Het is één van de geestigste series die ik de afgelopen tijd heb gezien (seizoen 2 werd in april ’25 op de NPO uitgezonden). Jammer dat de band alleen in de serie bestaat (en niet uit Nederland komt), anders hadden ze hun nummer ‘Voldemort Under My Headscarf’ – dat nummer bestaat overigens echt, zoek maar op Spotify – zo aan kunnen leveren voor ‘Girls To The Front’. Deze LP werd op 8 maart (Internationale Vrouwendag) gepresenteerd in Ekko in Utrecht en bevat 14 vlammende nummers van Nederlandse acts die vallen in de categorie FLINTA. (En ja, er doen wel mannen mee op de plaat, ze worden heus niet buitengesloten, maar ze zijn hier even geen frontman.)
Een van de bands die een nummer heeft aangeleverd is het Eindhovense Death Sells. Zangeres Michaela Nitsotoli over de uitverkochte avond in Ekko: “Iedereen was superenthousiast en emotioneel.

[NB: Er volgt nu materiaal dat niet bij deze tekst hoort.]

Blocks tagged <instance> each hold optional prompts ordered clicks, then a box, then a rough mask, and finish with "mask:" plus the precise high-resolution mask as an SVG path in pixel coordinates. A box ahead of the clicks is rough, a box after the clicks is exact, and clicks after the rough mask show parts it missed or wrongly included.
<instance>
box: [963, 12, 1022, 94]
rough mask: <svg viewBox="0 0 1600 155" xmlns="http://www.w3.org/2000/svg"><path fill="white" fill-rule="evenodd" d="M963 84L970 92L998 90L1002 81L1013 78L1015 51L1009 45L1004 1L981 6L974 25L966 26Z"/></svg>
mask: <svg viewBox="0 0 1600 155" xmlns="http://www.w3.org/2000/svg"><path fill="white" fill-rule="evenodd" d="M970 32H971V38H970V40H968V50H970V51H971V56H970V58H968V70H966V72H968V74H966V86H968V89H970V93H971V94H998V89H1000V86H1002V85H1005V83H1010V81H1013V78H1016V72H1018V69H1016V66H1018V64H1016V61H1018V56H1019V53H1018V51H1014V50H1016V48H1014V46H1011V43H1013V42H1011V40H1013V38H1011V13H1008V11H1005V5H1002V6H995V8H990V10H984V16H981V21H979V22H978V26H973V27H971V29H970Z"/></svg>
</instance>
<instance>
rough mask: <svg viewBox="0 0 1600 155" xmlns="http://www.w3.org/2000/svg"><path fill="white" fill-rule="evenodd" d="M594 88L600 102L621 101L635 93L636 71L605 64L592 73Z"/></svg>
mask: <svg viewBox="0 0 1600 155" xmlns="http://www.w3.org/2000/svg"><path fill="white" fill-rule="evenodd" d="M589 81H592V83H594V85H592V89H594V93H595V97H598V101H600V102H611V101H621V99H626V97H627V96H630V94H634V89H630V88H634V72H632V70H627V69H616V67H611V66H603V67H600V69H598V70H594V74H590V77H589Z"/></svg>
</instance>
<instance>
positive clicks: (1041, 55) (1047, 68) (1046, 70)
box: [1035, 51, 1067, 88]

Bij de bands overheerste een gevoel van dankbaarheid dat we hier met zijn allen konden staan, ondanks alles wat er gaande is in de wereld.” Het publiek bestond voor het overgrote deel uit jonge mensen (dertig min) van alle genders en seksualiteiten, ieder op diens volstrekt eigen manier gekleed. De bandleden hebben allemaal het idee dat deze nieuwe, inclusieve punkstroming onder jongeren aan het groeien is. Hoe zouden ze de stroming noemen? Nitsotoli: “Je moet niet aan old school punk denken.” Drummer Mees Weterings: “Meer postpunk.” Nitsotoli: “Nee, dat is ook al geweest.” Gitarist Jef Maimon: “Postpostpunk.” Gelach. Nitsotoli: “Met invloeden van hiphop en pop.”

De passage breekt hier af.